Benedicto XIV: luchar contra el indiferentismo
«Era seguramente
absurdo pretender que se reducían a nada las leyes de los Pontífices
anteriores, al no ser expresamente aprobadas por los sucesores; por otra parte,
era manifiesto que la Constitución de Clemente XII había sido confirmada por
Benedicto XIV diferentes veces. Con todo eso, pensó Benedicto XIV que debía
privar a los sectarios de tal argucia mediante la nueva Constitución expedida
el 18 de mayo de 1751… y que comienza Próvidas».
León XII se refiere a este
segundo documento. Primeramente, Benedicto XIV explica por qué ha juzgado
oportuno confirmar el acto de su predecesor:
«Nuestro
predecesor, Clemente XII, de gloriosa memoria… en 1738, el octavo de su
Pontificado… ha condenado y prohibido a perpetuidad ciertas sociedades llamadas
comúnmente de los Francmasones… prohibiendo a todos los fieles de Jesucristo, y
a cada uno en particular, bajo pena de excomunión, que se incurre en el mismo
acto y sin otra declaración, de la cual nadie puede ser
absuelto a no ser
por el Sumo Pontífice… Pero como se ha visto, y Nos hemos sabido, que no existe
temor de asegurar y publicar que la mencionada pena de excomunión dada por
nuestro predecesor, no tiene ya vigencia… y como también algunos hombres
piadosos y temerosos de Dios Nos han insinuado que, para quitarle toda clase de
subterfugios a los calumniadores y para poner de manifiesto la uniformidad de
Nuestra intención con la voluntad de Nuestro Predecesor, es necesario acompañar
el sufragio de Nuestra confirmación a la Constitución de Nuestro mencionado
predecesor…»
Vemos cómo el Papa confirma con
claridad lo que había dicho Clemente XII, aunque luego da algunas razones
suplementarias que hay que estudiar, puesto que las precisa con mucha claridad.

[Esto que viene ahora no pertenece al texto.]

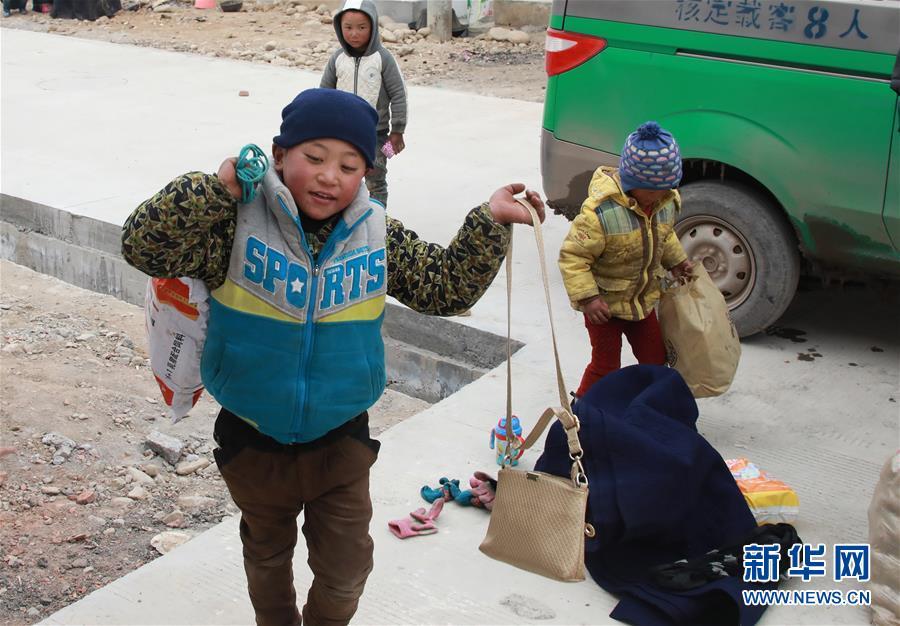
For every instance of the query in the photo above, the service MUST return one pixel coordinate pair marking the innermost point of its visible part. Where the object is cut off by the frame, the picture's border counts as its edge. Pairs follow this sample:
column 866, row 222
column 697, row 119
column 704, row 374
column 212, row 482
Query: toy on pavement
column 498, row 437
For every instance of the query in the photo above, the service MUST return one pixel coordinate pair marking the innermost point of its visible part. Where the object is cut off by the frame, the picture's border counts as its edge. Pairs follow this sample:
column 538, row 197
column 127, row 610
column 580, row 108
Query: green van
column 786, row 118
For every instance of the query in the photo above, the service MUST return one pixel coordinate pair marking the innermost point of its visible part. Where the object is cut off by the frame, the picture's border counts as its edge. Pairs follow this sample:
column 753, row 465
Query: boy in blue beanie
column 298, row 278
column 619, row 246
column 365, row 67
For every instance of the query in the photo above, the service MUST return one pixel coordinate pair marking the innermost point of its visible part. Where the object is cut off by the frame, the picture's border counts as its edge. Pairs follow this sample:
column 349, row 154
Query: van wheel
column 746, row 246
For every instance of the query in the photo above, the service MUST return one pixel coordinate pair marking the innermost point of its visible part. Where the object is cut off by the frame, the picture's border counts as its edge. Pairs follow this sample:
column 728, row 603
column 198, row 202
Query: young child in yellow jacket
column 619, row 247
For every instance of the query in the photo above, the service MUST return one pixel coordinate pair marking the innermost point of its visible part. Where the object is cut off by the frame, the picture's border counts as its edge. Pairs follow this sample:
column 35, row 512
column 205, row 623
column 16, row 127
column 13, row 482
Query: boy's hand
column 228, row 175
column 595, row 309
column 506, row 210
column 397, row 142
column 683, row 269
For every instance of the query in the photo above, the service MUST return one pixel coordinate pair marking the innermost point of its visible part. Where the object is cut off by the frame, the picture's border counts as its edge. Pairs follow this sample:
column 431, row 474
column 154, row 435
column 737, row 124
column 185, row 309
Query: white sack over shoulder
column 177, row 310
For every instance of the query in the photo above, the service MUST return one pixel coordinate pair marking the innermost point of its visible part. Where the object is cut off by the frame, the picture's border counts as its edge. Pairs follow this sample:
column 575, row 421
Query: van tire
column 744, row 240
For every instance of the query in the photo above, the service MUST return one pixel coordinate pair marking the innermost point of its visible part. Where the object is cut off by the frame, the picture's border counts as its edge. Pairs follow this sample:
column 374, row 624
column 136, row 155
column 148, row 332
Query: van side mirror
column 895, row 76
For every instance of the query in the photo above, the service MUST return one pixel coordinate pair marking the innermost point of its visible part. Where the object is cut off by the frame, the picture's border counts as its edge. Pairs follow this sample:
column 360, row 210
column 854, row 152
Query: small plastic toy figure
column 498, row 433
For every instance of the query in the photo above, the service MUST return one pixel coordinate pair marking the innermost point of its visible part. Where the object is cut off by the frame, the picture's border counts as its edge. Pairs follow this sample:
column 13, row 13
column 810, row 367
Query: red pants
column 606, row 347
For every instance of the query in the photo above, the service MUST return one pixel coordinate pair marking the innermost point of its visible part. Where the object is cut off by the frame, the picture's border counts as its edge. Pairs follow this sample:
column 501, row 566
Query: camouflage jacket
column 187, row 229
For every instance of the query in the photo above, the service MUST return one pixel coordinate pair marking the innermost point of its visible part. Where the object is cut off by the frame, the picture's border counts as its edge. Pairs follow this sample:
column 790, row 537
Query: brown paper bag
column 701, row 341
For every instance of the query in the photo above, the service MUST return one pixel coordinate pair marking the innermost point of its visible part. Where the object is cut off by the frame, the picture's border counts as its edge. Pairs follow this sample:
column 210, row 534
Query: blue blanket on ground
column 659, row 492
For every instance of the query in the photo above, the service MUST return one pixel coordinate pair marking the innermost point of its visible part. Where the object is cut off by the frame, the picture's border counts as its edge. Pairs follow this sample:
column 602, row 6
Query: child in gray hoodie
column 364, row 67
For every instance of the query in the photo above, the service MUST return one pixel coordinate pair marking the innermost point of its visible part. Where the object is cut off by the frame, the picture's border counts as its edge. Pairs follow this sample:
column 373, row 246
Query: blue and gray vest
column 294, row 345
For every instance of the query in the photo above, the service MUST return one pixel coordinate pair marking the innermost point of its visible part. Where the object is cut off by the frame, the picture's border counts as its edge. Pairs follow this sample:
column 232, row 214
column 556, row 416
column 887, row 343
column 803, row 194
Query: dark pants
column 606, row 347
column 376, row 180
column 330, row 485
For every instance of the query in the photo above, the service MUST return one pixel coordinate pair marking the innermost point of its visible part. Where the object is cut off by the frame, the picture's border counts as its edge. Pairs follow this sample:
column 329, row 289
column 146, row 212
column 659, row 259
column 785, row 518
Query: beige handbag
column 538, row 520
column 701, row 342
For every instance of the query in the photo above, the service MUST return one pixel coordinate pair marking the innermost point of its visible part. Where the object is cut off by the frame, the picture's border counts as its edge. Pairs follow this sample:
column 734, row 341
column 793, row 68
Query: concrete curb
column 427, row 357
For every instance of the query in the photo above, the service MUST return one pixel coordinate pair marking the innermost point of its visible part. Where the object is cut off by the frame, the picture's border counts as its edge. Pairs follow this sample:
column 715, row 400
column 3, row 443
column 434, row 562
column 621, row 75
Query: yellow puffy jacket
column 616, row 251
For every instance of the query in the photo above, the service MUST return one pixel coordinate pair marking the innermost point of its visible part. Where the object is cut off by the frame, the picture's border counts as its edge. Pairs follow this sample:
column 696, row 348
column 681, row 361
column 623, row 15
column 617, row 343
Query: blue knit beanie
column 650, row 159
column 329, row 113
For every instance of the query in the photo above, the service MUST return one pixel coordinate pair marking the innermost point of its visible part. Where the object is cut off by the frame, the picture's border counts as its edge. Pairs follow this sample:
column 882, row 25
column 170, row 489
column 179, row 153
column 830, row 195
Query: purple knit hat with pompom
column 650, row 159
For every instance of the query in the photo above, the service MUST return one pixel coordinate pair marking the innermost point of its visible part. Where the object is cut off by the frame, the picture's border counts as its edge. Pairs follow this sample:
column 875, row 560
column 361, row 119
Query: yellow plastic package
column 771, row 500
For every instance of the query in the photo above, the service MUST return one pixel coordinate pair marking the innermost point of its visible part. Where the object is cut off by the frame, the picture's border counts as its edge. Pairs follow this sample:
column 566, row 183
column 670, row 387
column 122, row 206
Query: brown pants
column 331, row 486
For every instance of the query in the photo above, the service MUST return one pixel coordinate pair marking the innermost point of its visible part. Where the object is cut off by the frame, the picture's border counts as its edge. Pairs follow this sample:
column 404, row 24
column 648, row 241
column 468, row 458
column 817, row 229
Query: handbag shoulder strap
column 564, row 412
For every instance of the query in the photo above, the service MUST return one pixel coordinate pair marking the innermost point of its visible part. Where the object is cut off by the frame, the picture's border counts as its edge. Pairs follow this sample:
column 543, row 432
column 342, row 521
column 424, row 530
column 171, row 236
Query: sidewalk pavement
column 95, row 128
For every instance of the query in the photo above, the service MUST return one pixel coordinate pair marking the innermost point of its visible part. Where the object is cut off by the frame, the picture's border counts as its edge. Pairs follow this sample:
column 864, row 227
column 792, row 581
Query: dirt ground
column 295, row 33
column 83, row 500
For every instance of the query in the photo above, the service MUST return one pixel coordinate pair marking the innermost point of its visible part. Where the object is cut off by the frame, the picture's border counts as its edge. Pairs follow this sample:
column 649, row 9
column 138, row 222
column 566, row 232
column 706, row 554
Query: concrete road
column 94, row 128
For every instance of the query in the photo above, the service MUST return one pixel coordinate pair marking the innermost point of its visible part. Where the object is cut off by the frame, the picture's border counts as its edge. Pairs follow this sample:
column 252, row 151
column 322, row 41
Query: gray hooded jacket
column 373, row 75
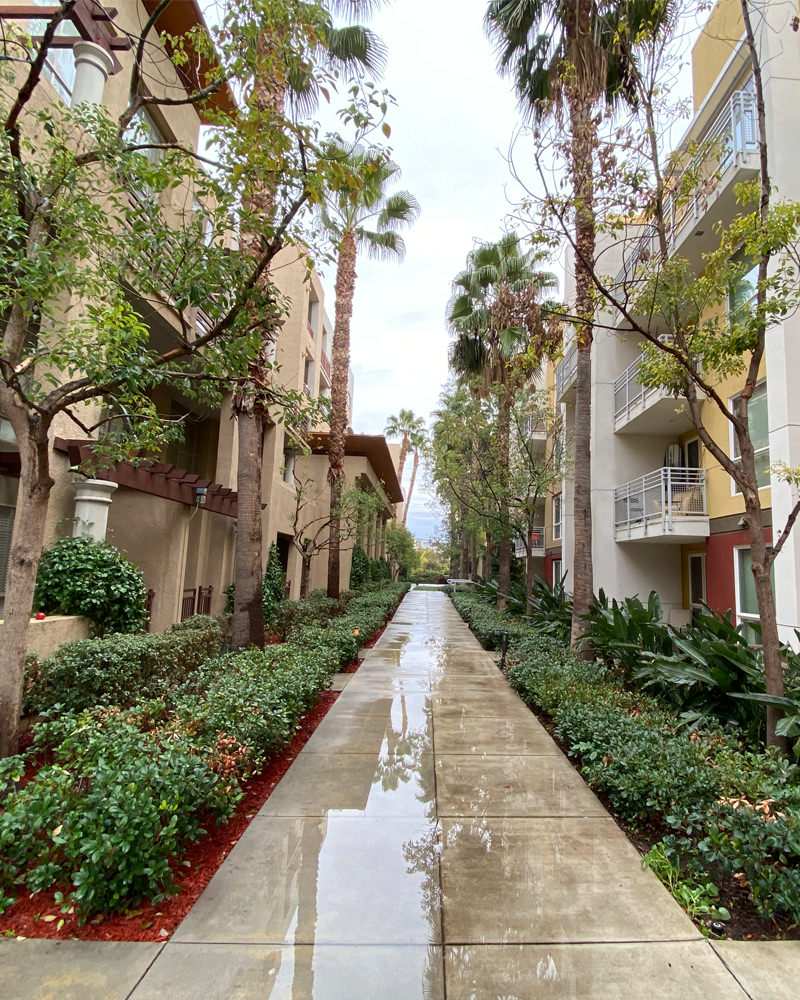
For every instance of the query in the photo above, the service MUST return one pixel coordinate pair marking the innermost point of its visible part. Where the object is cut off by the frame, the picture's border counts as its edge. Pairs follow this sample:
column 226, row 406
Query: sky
column 451, row 130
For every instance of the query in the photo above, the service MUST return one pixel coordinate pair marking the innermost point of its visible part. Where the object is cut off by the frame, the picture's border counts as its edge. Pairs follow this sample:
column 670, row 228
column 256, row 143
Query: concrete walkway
column 430, row 841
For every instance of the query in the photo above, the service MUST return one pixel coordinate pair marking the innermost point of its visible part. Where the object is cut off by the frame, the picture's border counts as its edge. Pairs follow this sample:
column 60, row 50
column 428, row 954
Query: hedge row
column 731, row 811
column 127, row 786
column 120, row 669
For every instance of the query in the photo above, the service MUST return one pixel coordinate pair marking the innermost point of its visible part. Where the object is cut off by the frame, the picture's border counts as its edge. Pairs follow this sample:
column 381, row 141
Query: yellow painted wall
column 714, row 47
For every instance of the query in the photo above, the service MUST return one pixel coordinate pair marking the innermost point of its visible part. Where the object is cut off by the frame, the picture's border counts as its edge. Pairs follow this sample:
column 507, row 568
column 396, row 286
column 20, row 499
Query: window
column 746, row 601
column 697, row 583
column 557, row 517
column 759, row 432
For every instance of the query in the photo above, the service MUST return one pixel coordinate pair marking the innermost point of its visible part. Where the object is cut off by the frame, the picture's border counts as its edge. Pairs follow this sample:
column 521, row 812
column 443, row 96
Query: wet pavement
column 429, row 841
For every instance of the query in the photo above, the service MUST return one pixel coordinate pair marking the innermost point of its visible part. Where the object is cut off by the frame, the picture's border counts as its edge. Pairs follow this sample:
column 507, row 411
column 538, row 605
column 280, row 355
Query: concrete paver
column 430, row 840
column 72, row 970
column 767, row 970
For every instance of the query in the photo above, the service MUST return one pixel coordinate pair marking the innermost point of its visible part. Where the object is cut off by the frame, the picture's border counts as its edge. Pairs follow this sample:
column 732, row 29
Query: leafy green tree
column 501, row 331
column 401, row 550
column 568, row 56
column 358, row 198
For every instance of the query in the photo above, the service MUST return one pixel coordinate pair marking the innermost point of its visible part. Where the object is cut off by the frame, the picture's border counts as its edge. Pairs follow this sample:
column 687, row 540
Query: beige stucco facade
column 184, row 549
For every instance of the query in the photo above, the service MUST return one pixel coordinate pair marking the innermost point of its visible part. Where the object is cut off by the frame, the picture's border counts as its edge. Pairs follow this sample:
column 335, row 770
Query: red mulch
column 378, row 634
column 39, row 916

En la primera, repite con fuerza lo que ya había advertido Clemente XII:
«...que, en esta
clase de sociedades, se reúnen hombres de todas las religiones y de toda clase
de sectas...»
Y Benedicto XIV añade:
«...de lo que puede
resultar evidentemente cualquier clase de males para la pureza de la religión católica».
Hay que recordar que los Papas
han luchado siempre contra el indiferentismo: el error que consiste en decir
que todas las religiones son buenas, que cada persona puede tener la suya y que
no hay que poner la católica por encima de las demás. Esto contradice a la
verdad católica. Un católico no lo puede aceptar. Por esto los Papas han
luchado siempre contra estas reuniones denominadas “interconfesionales”,
sindicatos o congresos en los que se da la impresión de que todas las
religiones son iguales y que ninguna tiene más valor que las demás. Es algo
absolutamente contrario a nuestra fe.
Hay algunos casos en los que se
puede llegar a un acuerdo espontáneo ante un acontecimiento o una catástrofe,
como un terremoto, un maremoto o un ciclón, en que todo el mundo está en la
misma desgracia; o en tiempos de guerra, etc. En ese caso, ponerse de acuerdo
con un grupo de otra religión para ayudar a los demás, es una acción puntual
que no compromete a la fe; es un acto de caridad y algo perfectamente normal.
Pero es peligroso crear
instituciones permanentes, porque no se tienen los mismos principios.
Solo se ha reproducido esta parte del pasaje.